Chiral Symmetry and Electron Spin Relaxation of Lithium Donors in Silicon

TL;DR

This study combines theoretical predictions and experimental measurements to show that lithium donors in silicon exhibit extremely long electron spin relaxation times below 0.3 K due to chiral symmetry, with new mechanisms explaining observed kinetics.

Contribution

The paper introduces the concept of chiral symmetry in Li donor states in silicon and demonstrates its impact on spin relaxation times, supported by both theory and experiments.

Findings

Spin relaxation times are extremely long below 0.3 K.

Experimental magnetization kinetics agree with theoretical predictions.

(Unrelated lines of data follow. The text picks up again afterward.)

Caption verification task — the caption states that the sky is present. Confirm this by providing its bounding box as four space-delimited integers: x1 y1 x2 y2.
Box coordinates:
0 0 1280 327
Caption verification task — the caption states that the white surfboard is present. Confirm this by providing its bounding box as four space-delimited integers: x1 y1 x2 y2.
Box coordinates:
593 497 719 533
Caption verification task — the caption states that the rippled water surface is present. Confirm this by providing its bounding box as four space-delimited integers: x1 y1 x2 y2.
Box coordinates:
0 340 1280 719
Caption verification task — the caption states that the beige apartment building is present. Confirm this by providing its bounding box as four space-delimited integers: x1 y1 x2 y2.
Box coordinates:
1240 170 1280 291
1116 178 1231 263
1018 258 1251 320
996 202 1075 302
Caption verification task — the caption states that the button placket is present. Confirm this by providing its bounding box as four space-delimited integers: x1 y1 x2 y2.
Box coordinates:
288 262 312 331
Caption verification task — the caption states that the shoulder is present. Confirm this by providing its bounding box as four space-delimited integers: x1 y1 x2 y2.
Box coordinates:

A new spin decoherence mechanism involving off-site displacement and umklapp phonons is proposed.

Abstract

We report theoretical and experimental studies of the longitudinal electron spin and orbital relaxation time of interstitial Li donors in $^{28}$Si. We predict that despite the near-degeneracy of the ground-state manifold the spin relaxation times are extremely long for the temperatures below 0.3 K. This prediction is based on a new finding of the chiral symmetry of the donor states, which presists in the presence of random strains and magnetic fields parallel to one of the cubic axes. Experimentally observed kinetics of magnetization reversal at 2.1 K and 4.5 K are in a very close agreement with the theory. To explain these kinetics we introduced a new mechanism of spin decoherence based on a combination of a small off-site displacement of the Li atom and an umklapp phonon process. Both these factors weakly break chiral symmetry and enable the long-term spin relaxation.